We suggested a novel computational approach to identify an integrative network which profiles an underlying genotypic signature from time-series gene expression data. The relatively perturbed genes were selected for each time point based on the proposed scoring measure denominated as perturbation scores. Then, the selected genes were integrated with protein-protein interactions to construct time point specific network. From these constructed networks, the conserved edges across time point were extracted for the common network and statistical test was performed to demonstrate that the network could explain the phenotypic alteration. As a result, it was confirmed that the difference of average perturbation scores of common networks at both two time points could explain the phenotypic alteration. We also performed functional enrichment on the common network and identified high association with phenotypic alteration. Remarkably, we observed that the identified cell cycle specific common network played an important role in replicative senescence as a key regulator.

Conclusions

Heretofore, the network analysis from time series gene expression data has been focused on what topological structure was changed over time point. Conversely, we focused on the conserved structure but its context was changed in course of time and showed it was available to explain the phenotypic changes.

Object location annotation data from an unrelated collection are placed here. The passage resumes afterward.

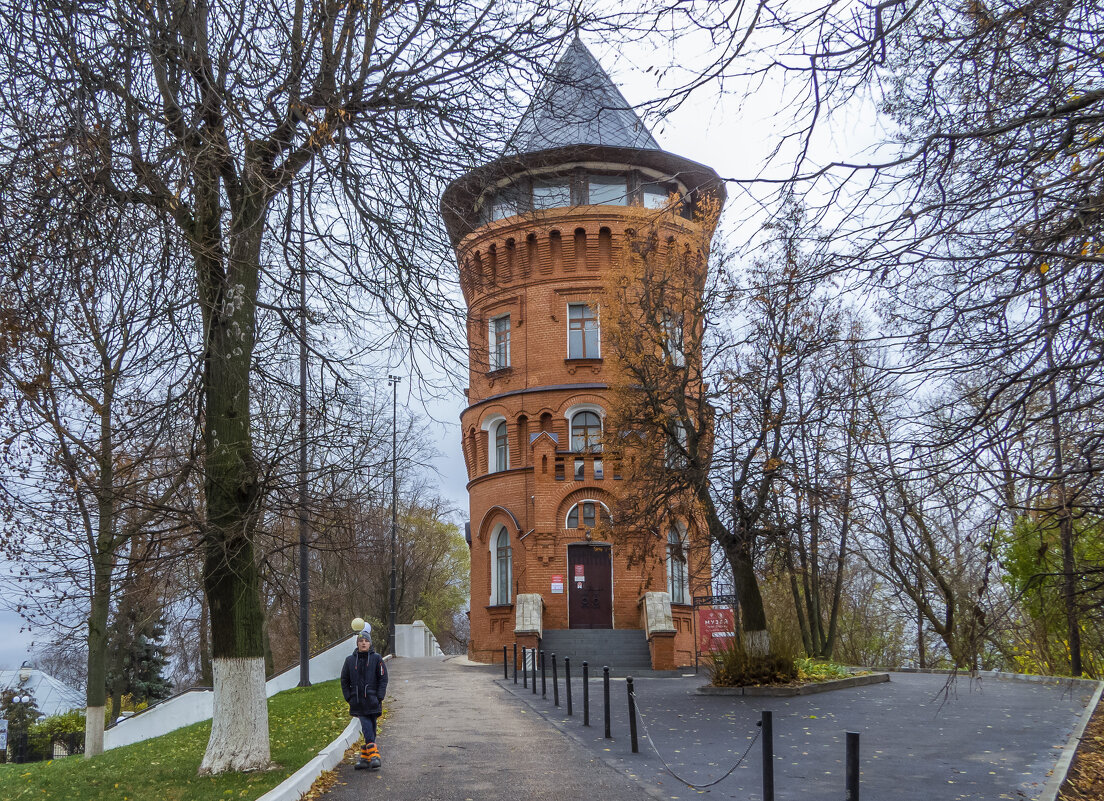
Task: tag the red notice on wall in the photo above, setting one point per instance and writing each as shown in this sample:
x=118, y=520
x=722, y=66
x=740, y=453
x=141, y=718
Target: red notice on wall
x=715, y=629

We expect that the proposed method will help to elucidate the biological mechanism unrevealed by the existing approaches.

Keywords

SenescenceTime-series gene expressionData integrationNetwork analysis

Background

Cellular senescence is irreversible exit from the cell cycle resulting from the limited replicative capacity [1] caused by telomere shortening [2, 3], DNA damage, and the epigenetic derepression of several genes such as the IKK4a/ARF locus [4]. Senescence and aging are complex processes with multiple causal mechanisms [5]. Recently, due to increase of understanding for the senescence mechanism, it was shown to be a heterogeneous phenotype driven by multiple casual mechanisms instead of a singular state [6]. To understand senescence, an analytical approach based on systems biology is needed to reveal the interactions among several multiple effector programs of the senescence phenotype [7]. Genome-wide profiling of molecular-level changes during senescence such as changes in gene expression is particularly important.

A recent study analyzed genome-wide gene expression at various time points during the establishment of replicative senescence and revealed senescence stage-specific gene perturbations [8]. Analysis of the functional enrichment for each stage indicated initial perturbation of cell cycle-related genes and subsequent perturbation of metabolic, inflammatory, and immune-related genes at the middle stage. At the final stage, genes related to cell death and cell growth regulation were perturbed. Thus, genome-wide time-series analysis can reveal the genotypic signature underlying senescence.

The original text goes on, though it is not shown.